Jack drains the half-filled glass in one swig. The cool liquid unlocks his bated breath; it slows down the rhythm of his pulse beat throbbing on his temples. Filling the glass with water, he closes his eyes. As the water slowly travels down his throat, he can feel his Adam’s apple moving in and out and the gurgle of the liquid falling in slow motion in his ears. But someone’s gaunt fingers curl in an icy grip around his throat. The veins in his temples throb and zing, forcing his eyes to bulge. Next, the invisible fingers release their hold, and Jack’s eyes focus on the screen, meditating on the whiteness of the Office Word page. A tiny tinkle sounds in one of his brain cells, followed by a tingle in his hands.

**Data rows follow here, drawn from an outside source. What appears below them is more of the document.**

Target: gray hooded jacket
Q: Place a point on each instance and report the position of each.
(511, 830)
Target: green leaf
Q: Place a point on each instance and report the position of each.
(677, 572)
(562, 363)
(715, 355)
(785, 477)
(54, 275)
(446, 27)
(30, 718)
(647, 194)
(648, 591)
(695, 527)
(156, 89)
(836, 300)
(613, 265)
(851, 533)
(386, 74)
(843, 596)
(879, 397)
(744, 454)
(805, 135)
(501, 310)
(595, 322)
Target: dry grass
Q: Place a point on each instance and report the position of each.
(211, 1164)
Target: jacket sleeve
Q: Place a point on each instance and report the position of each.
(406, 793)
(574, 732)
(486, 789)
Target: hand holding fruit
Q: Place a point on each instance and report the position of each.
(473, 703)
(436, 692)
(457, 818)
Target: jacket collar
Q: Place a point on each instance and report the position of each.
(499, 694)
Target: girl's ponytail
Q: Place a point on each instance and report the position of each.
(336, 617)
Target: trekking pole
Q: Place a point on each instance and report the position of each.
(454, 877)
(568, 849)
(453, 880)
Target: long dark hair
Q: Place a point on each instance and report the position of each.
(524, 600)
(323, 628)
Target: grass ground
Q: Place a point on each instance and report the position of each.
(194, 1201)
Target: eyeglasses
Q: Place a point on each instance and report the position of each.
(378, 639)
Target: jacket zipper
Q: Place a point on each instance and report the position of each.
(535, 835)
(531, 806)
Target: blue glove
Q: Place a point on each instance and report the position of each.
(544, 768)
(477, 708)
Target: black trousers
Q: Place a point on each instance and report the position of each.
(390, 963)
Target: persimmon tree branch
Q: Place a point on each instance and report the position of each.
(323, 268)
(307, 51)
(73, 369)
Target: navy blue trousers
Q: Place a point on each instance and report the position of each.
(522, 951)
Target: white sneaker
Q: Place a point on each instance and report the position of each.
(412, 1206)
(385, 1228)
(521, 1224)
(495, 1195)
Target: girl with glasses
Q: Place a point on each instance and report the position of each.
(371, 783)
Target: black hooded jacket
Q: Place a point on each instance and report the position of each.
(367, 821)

“Jack,” my voice husky clear, turns Jack’s head. The poster of Ra the Sun God on the right wall only looks back at him. The sudden movement of the curtain next to the wall glues Jack’s eyes on it. “Jack,” I repeat his name, and he turns his head to the left. “No, Jack, I’m not on the left side either. Neither am I inside nor outside the room,” and I stop for several seconds. “I’m inside you. Inside your head.”
Jack’s five-foot nine-inch height and lean yet strong frame was envy to some youths. And this build, coupled with short hair with the top in Mohawk style was a source of admiration to the girls. But now a film of perspiration coats his forehead. He rubs his fingers on his palms, making an endeavor to drive away the eeriness around. Nevertheless, certain grimness walks with silent footfalls closer and closer, surrounding the entire building. “I wish Rajesh, Vinod or the others were here with me,” Jack speaks to himself. He hums We don’t need no education/ We don’t need no thought control to drive away the deep stillness around.
“Listen Jack” my voice continues, startling him. “Please do what I tell you to. Otherwise not only you but I too am in trouble.” My voice pauses. “Write about Jill.”
Jack half raises himself from the chair and, holding it by the arms gives it a push. But the chair refuses to budge. Jack makes an effort to straighten up. But no sooner does he do that than he feels some power, firm but gentle, weighing over his shoulders and pushing him back to the seat.
The dull thud rests inside his head. And his fingers begin a slow dance on the keyboard.
“Yes, I have to write about Jill,” he whispers to himself.
I go back to my seat at the balcony.
GET OUT !! I yell... That is not Jill. That is Anais, the girl I love...
I sit up, shaking. I reach my hand to the bedside table, at the glass of water.